Changing the levels of compensation outside of contract negotiations is an arduous process controlled by the Division of Budget with input from agency management, and generally requires recruitment and retention problems in the titles for which upgrades are sought. To succeed, we need the leverage of political power, as well as a strong case based on the merits.
We will continue to fight for proper levels of pay for all our members, but to succeed we need the increased political power and staff resources that a dues increase will support.
PEF’s officers’ salaries will remain at their current state salary grade.
The current officers salaries are as follows: President Roger Benson (SG-31) - $75,343, Secretary/Treasurer Jane Hallum (SG-27) - $66,628, Vice-Presidents Joe Fox and Ken Brynien (SG-23) - $57,537.Since these salaries are based on the PS&T salary schedule, the officers only get raises when the membership gets raises. Additionally, the PEF President also donates the $13,000 SEIU stipend to PEF that is received for serving on the SEIU Executive Board. He is the first PEF President not to accept this personal stipend.
The current administration pledged in early 1997 that they "will not support a dues increase." Trimming PEF's operating expenses provided enough savings over the last three years that a dues increase was not necessary.
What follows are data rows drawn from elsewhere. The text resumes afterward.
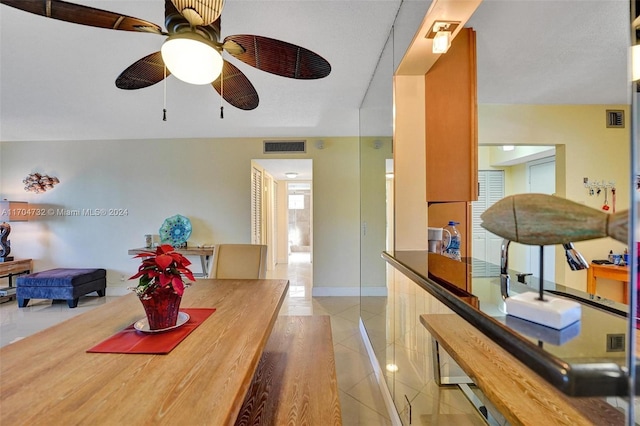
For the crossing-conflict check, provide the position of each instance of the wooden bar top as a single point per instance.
(523, 397)
(295, 383)
(49, 378)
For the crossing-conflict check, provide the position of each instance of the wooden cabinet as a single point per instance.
(452, 123)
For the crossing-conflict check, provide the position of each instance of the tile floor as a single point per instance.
(360, 397)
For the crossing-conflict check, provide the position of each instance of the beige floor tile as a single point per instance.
(351, 367)
(355, 413)
(367, 392)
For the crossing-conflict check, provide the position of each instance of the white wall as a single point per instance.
(207, 180)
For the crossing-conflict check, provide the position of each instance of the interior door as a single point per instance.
(486, 245)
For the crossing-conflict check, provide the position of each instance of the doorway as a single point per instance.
(287, 219)
(542, 180)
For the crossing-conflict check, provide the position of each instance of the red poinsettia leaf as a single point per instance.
(164, 261)
(180, 259)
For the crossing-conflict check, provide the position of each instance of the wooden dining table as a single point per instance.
(50, 378)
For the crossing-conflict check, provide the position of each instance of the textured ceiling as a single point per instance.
(57, 79)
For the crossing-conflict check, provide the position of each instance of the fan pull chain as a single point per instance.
(164, 109)
(222, 92)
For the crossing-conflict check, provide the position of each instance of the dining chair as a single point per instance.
(241, 261)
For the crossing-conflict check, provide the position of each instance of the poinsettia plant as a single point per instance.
(162, 268)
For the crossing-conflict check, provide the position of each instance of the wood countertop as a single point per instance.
(50, 378)
(523, 397)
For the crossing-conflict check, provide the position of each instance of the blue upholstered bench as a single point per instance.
(61, 283)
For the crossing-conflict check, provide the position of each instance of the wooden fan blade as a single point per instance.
(279, 57)
(236, 88)
(84, 15)
(199, 12)
(144, 72)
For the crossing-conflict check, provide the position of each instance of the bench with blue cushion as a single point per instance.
(61, 284)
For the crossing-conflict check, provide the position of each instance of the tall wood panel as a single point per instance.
(451, 123)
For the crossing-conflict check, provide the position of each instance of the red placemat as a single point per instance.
(132, 341)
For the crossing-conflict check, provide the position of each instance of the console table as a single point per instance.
(9, 270)
(205, 254)
(611, 272)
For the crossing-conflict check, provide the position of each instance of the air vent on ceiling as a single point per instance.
(615, 118)
(285, 146)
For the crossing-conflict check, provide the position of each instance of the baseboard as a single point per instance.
(335, 291)
(386, 395)
(373, 291)
(117, 291)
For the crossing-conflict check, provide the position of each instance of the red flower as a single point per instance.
(162, 268)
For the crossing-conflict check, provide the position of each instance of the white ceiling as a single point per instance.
(57, 79)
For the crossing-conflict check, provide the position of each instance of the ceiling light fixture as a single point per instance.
(192, 58)
(441, 32)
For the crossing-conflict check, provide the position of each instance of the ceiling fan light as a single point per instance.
(191, 58)
(441, 42)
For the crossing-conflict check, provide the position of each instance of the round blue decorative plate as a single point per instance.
(175, 230)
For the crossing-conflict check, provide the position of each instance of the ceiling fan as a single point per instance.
(192, 51)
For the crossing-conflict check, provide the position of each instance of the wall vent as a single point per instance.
(285, 146)
(615, 342)
(615, 118)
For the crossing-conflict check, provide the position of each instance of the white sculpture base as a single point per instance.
(553, 312)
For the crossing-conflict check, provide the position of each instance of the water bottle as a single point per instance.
(452, 249)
PEF can no longer cut operating expenses without compromising membership service and programs to build PEF's strength. Given the dramatic increases in mandated expenditures, the administration did not make this same pledge in their 2000 re-election campaign.
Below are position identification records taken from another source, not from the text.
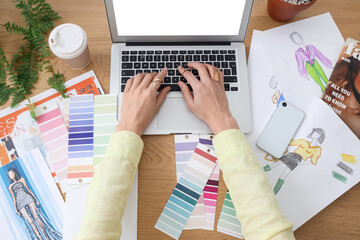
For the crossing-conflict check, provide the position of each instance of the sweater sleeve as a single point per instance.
(252, 195)
(110, 188)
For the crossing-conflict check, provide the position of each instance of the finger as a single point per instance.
(128, 85)
(161, 97)
(147, 80)
(212, 71)
(138, 79)
(203, 72)
(221, 74)
(188, 76)
(159, 76)
(189, 98)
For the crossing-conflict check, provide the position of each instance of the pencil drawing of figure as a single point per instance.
(306, 56)
(277, 97)
(304, 150)
(28, 208)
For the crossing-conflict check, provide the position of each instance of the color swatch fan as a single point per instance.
(187, 192)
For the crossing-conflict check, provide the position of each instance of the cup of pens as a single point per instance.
(69, 42)
(285, 10)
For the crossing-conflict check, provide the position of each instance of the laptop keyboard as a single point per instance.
(134, 62)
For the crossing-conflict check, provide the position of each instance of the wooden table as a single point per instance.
(340, 220)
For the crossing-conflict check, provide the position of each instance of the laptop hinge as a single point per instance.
(176, 43)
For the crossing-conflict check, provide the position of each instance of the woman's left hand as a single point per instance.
(140, 101)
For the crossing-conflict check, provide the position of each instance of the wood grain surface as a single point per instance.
(340, 220)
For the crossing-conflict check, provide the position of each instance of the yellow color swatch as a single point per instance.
(348, 158)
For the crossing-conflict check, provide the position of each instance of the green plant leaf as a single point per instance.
(23, 70)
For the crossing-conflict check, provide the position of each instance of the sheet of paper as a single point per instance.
(228, 222)
(187, 192)
(81, 139)
(75, 209)
(54, 135)
(308, 175)
(105, 120)
(314, 181)
(19, 133)
(185, 144)
(302, 55)
(27, 181)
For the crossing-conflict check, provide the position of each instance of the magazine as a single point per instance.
(20, 133)
(342, 93)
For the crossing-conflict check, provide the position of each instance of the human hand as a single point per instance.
(140, 101)
(208, 100)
There is now a significant increase in membership assessments to the international unions and confirmation of the importance of financial resources when fighting for a fair contract. It would be irresponsible not to seek more money for that fight. Strength has its price.
Depleting the Contingency Fund to offset PEF’s ongoing operational expenses would be a temporary and fiscally imprudent fix similar to the State’s often criticized use of one-shot revenues.
The Contingency Fund is the accumulation of surpluses from PEF's annual budgets and its use requires a two-thirds vote of the PEF Executive Board. The historical purpose of the Fund is for job security fights. It is unwise to use savings to pay for operating expenses particularly when PEF would be left with no dedicated funding for job security fights. The requirement for Executive Board approval makes this fund less useful in a contract fight. The Executive Board meets quarterly and a contract fight requires the ability to act quickly to respond to the State's actions.
If dues are not increased PEF will begin seeing budget deficits in the next fiscal year. The deficit next year will be $875,000 and will swell to $2.6 million by the 2005 budget. If a dues increase is not ratified the only other option will be spending cuts.
The Secretary-Treasurer will provide an alternative budget as required by the PEF Constitution to identify for the delegates the impact on PEF if no dues increase is ratified.